巣に招く
水曜日以降の僕と紡麦はいそがしい。
仲間たちに商品をさばき、パーティに顔を出す。先週星華に逢ったパーティでは、つい彼女のすがたを捜してしまった。ポップコーンみたいに弾けた紡麦と別れると、いないかなあとあの悪ガキな格好を求めて、踊る人波をかいくぐる。
すると、突然背後から口をふさがれ、こめかみに何か突きつけられた。
「手を上げろ」
右こめかみに刺さるものは、拳銃の人差し指だ。僕は咲って手を上げると、あのなめらかな匂いの頭を肩に抱きこむ。背中に胸の弾力が跳ね、右肩に顔を出したのは、無論星華だ。
「遅かったね」と彼女は僕の腰にベルトみたいに両腕をまわし、「まあね」と僕は星華の曲線的な顎に頬をあてる。彼女の顎は温かいけど、僕の頬は冷たい。
「来る前にちょっとバイトしてきた」
「売人?」
「あれ、言ったっけ」
「人に聞いた。本当なの?」
「まあね。何か欲しい?」
「ううん、始めるとやりすぎるから、あんましないの。そっちもしらふだね」
「今んとこは」
「今からするの」
僕は肩をすくめた。星華に会えなければ、やるつもりだった。が、何だかそれは恥ずかしくて言いたくない。

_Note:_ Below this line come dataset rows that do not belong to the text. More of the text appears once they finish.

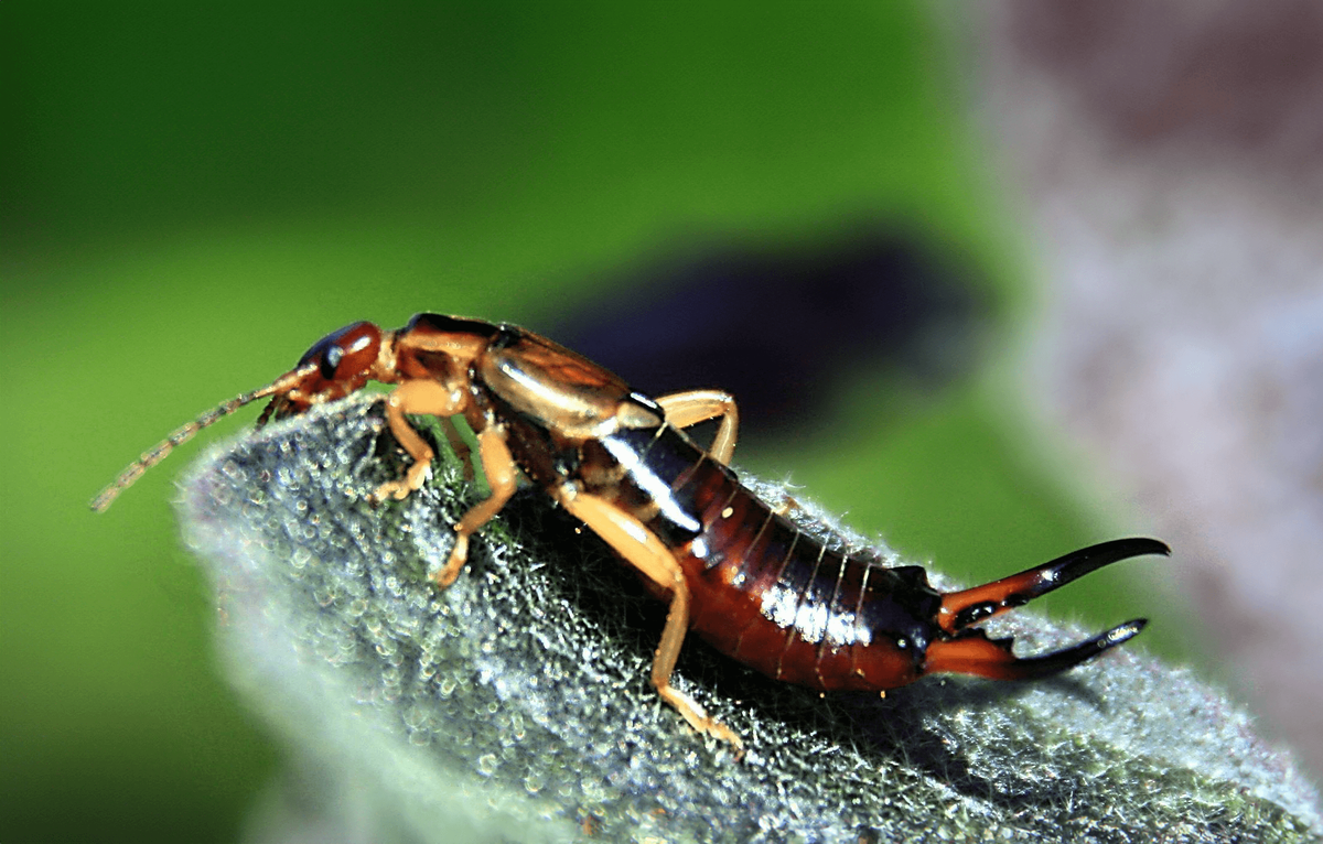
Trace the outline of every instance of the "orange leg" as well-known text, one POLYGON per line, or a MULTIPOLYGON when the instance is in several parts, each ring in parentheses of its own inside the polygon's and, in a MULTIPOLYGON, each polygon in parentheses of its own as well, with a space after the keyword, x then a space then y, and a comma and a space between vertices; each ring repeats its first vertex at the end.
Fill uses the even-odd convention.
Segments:
POLYGON ((665 421, 676 427, 689 427, 699 422, 721 418, 717 435, 708 454, 722 466, 730 463, 736 452, 736 437, 740 429, 740 411, 736 400, 724 390, 687 390, 671 393, 655 400, 665 411, 665 421))
POLYGON ((455 525, 455 546, 450 552, 450 558, 441 571, 433 575, 437 586, 445 589, 455 582, 459 570, 468 560, 468 537, 475 530, 487 524, 492 516, 505 507, 509 496, 515 495, 517 485, 517 470, 515 458, 505 444, 505 433, 500 429, 488 427, 478 434, 478 454, 483 460, 483 472, 487 475, 487 484, 491 495, 468 508, 468 512, 455 525))
POLYGON ((557 497, 566 511, 591 528, 626 562, 671 593, 662 642, 652 659, 652 685, 662 700, 675 706, 693 729, 720 738, 733 745, 737 753, 744 753, 744 742, 734 730, 708 716, 697 701, 671 685, 675 660, 680 656, 680 646, 689 630, 689 587, 675 557, 642 523, 602 499, 566 488, 557 497))
POLYGON ((372 493, 372 500, 405 499, 410 492, 421 488, 427 480, 427 475, 431 474, 431 459, 437 455, 431 446, 418 435, 418 431, 409 425, 405 414, 452 417, 464 409, 466 402, 464 393, 451 390, 439 381, 427 380, 406 381, 386 396, 386 422, 390 425, 390 433, 409 452, 414 464, 409 467, 402 479, 390 480, 377 487, 377 491, 372 493))
POLYGON ((459 435, 459 429, 455 427, 454 417, 442 417, 441 430, 446 433, 446 442, 450 443, 450 450, 455 452, 455 456, 459 458, 459 463, 464 467, 464 480, 472 482, 472 451, 468 448, 468 443, 464 442, 464 438, 459 435))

「僕も軽くしかやらないよ。例の友達みたく、コントロールできる自信ないし」
「今日も別行動」
「うん──」
見やった店内は、ヤクをキメて踊る人間が、陰った光にごった返している。紡麦のちっちゃなすがたを見つけだすのは、僕の部屋でコンタクトレンズでも探すようなものだ。僕の腰から腕をほどいて隣に来た星華は、例によって赤と黒のジップアップニットに色落ちした黒のクロプトパンツを合わせている。
「会ってみたい?」
もう耳と口が密接していないので、空気を揺るがす音楽に負けない大声で訊く。
「興味はあるかな。ジャンキーな芸術家」
「本人は別に創作してないけど」
「男だよね」
「ん、言わなかった」
「言われたかな。ま、希月の友達ならおもしろそうだね」
「星華は、友達ってうざい?」
「何で」
「一匹狼なんじゃないの」
「あー、まあ。孤高ぶってるわけじゃないし。愛想咲いが好きじゃないの。だから、余計ドラッグには絡みたくないんだよね」
確かに、ドラッグが絡んだ関係なんて、ろくなものではない。中毒になると、もはや相手の価値を“持っているかどうか”で測る。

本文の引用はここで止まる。